Gallery PARC[グランマーブル ギャラリー・パルク]では、様々なクリエイション活動へのサポートの一環として、広く展覧会企画を公募し、審査により採択された3名(組)のプランを実施するコンペティション「Gallery PARC Art Competition 2014」に取り組んでいます。
2013年末から公募を開始し、応募された44のプランから、審査員・平田剛志(京都国立近代美術館研究補佐員)、山本麻友美(京都芸術センタープログラムディレクター)の2名を交えた厳正な審査を経て、3つのプランを採択することとなりました。
本シリーズ企画展は、採択された薬師川千晴、むらたちひろ、松本絢子・山城優摩・森川穣の3名(組)による展覧会を2014年7月から8月にかけて「Gallery PARC Art Competition 2014」として3連続で開催するもので、本展はその第二弾となります。
むらたちひろ(1986年・京都府生まれ)は、2011年に京都市立芸術大学大学院美術研究科工芸専攻修士課程修了の後、京都を中心に現在まで定期的に発表を続けています。
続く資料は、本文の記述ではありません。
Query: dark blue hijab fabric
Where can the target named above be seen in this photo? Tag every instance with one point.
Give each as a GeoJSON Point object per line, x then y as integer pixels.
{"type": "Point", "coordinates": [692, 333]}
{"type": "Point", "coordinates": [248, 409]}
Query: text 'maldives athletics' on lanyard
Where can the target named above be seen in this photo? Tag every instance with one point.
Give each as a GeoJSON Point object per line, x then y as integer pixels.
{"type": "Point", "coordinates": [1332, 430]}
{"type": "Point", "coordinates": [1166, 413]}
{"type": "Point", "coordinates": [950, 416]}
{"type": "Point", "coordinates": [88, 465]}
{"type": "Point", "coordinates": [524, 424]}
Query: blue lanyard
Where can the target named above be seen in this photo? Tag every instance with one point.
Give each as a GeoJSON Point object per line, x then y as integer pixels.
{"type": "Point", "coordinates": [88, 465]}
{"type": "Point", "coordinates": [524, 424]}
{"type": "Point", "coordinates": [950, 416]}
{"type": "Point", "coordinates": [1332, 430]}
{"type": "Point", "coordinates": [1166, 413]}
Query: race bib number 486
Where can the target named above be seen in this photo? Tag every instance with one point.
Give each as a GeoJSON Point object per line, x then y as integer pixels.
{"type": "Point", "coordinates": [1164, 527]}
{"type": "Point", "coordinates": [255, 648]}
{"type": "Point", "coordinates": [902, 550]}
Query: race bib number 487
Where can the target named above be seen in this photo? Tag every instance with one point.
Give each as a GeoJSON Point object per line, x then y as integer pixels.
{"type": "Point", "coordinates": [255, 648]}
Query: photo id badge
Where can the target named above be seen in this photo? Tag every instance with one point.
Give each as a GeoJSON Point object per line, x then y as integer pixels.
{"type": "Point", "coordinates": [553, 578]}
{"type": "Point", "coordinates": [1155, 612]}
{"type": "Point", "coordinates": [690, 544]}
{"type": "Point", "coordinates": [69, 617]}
これまで一貫して染織を専攻しているむらたは、「布」という素材を扱いながらも、その注目は常に「絵画表現」にあるといいます。
むらたは「目に見える景色は、変化し続ける世界のごく一部の一瞬を切り取ったものにすぎない」として、一旦は布に染めた絵(絵画)を再び水によって滲ませ、そこに現われたカタチを定めない流動的な世界を再び布に写し取ります。そのプロセスは現実の世界を切り取りながら、そこに滲みや揺らぎによる偶然や必然、むらたの夢想や潜在意識すらもが綯い交ぜとなったイメージを描き出すことで、明確なカタチを持たないながらも、どこか・何かに繋がるかのような予感を鑑賞者に覚えさせます。
また、それらは「布」としてコートフックに掛けられたり、カーテンとして吊られたりと、作品はあたかも「風景の一部」として空間に存在します。この「布のある風景」は、作品(絵画)にどこまで物としての存在感を与えることができるかという試みでもあり、作品に「背景」をつくり出すことで、「世界の一部を切り取ったもの=絵画」としての構造を作品として提示する試みでもあります。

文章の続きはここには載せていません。